Natürlich muss man die Entwicklung in einen größeren Zusammenhang stellen, man muss über den Stadionrand hinaus blicken. In Zeiten des Brexit nimmt die Feindseligkeit gegenüber Minderheiten in der britischen Gesellschaft insgesamt zu. "Es ist in den vergangenen Jahren in diesem Land schlimmer geworden, nicht nur im Fußball", stellte der langjährige Nationalspieler Gary Neville nach den Attacken auf Fred fest. Mit diesem Befund lag er ebenso richtig wie Sterling, der nach den Anfeindungen gegen sich die oft bösartige englische Boulevardpresse mitverantwortlich gemacht hatte für den Rassismus in der Gesellschaft. Eine Studie hat gerade nachgewiesen, dass auch die Sprache englischer TV-Kommentatoren von vermeintlich unbewusstem Rassismus geprägt ist.

Dass das Thema seit einer Weile intensiv diskutiert wird im englischen Fußall, das ist das Verdienst einer neuen Spielergeneration, die sich nicht damit abfinden will, zu Menschen zweiter Klasse erklärt zu werden. Sterling ist das Gesicht dieser Generation, doch auch Profis wie Marcus Rashford von Manchester United, Tyrone Mings von Aston Villa oder Chelsea-Verteidiger Rüdiger prangern immer wieder Rassismus an. "Meine Generation hat noch die andere Wange hingehalten. Aber diese Generation lässt sich das nicht mehr gefallen", sagte der englische Ex-Nationalspieler Ian Wright, Sohn jamaikanischer Einwanderer, im Oktober. Damals hätte Englands Auswahl beim EM-Qualifikationsspiel in Bulgarien fast den Platz verlassen nach ständigen Affenlauten von den Rängen. Die Empörung war groß auf der Insel, doch Gareth Southgate warnte vor moralischer Überheblichkeit angesichts der Probleme im eigenen Land. Der Nationaltrainer hat die Gabe, fast immer das Richtige zu sagen.

Statement auf dem Trikot

Auch die Premier League meint es gut damit, dass sie den Neustart nach der Corona-Pause unter das Motto "Black Lives Matter" gestellt hat. Am ersten Spieltag nach der Rückkehr aus dem fußballerischen Lockdown war der Schriftzug sogar anstelle der Spielernamen auf den Trikots zu lesen. Seitdem ist die Parole noch auf den Ärmeln sichtbar. Doch es gibt auch Zweifel an der Glaubwürdigkeit des Engagements der Liga. Schließlich erlaubt sie politische Meinungsäußerungen normalerweise nicht.
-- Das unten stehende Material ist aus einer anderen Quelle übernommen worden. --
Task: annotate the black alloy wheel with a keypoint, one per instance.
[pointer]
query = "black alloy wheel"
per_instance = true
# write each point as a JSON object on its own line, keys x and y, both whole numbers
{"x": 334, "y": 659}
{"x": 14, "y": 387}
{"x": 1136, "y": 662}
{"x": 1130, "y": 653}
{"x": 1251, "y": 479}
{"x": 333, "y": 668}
Als Mesut Özil vom FC Arsenal im Dezember auf die Unterdrückung der muslimischen Uiguren-Minderheit in China aufmerksam machte, distanzierte sich sein Arbeitgeber umgehend und verwies auf das Gebot, dass man als Verein unpolitisch sei. Premier-League-Chef Richard Masters stellte unter der Woche bei einer Fragestunde des Sportausschusses im britischen Parlament erstaunliche rhetorische Verrenkungen an, um zu erklären, welches Maß an Mündigkeit den Profis künftig gestattet ist. "Es gibt eine klare Linie zwischen einer politischen Agenda und moralischen Anliegen", behauptete er. "Black Lives Matter" ist seiner Meinung nach Letzteres und daher zulässig. Mit einer gleichnamigen Organisation will die Premier League allerdings nichts zu tun haben. Die Liga ringt um den richtigen Umgang mit dem Slogan.

Wichtiger als solche Zeichen sind ohnehin konkrete Maßnahmen, um der Benachteiligung von Minderheiten entgegenzuwirken, und zwar auf allen Ebenen des Fußballs. Gerade hat die Premier League mit dem Ligaverband der Spielklassen zwei bis vier (EFL) und der englischen Spielergewerkschaft ein Programm angekündigt, das schwarzen Ex-Profis den Einstieg ins Trainergeschäft erleichtern soll. Der Schritt ist dringend nötig. Aktuell gibt es in der Premier League genau einen dunkelhäutigen Übungsleiter, und zwar Nuno Espírito Santo bei den Wolverhampton Wanderers.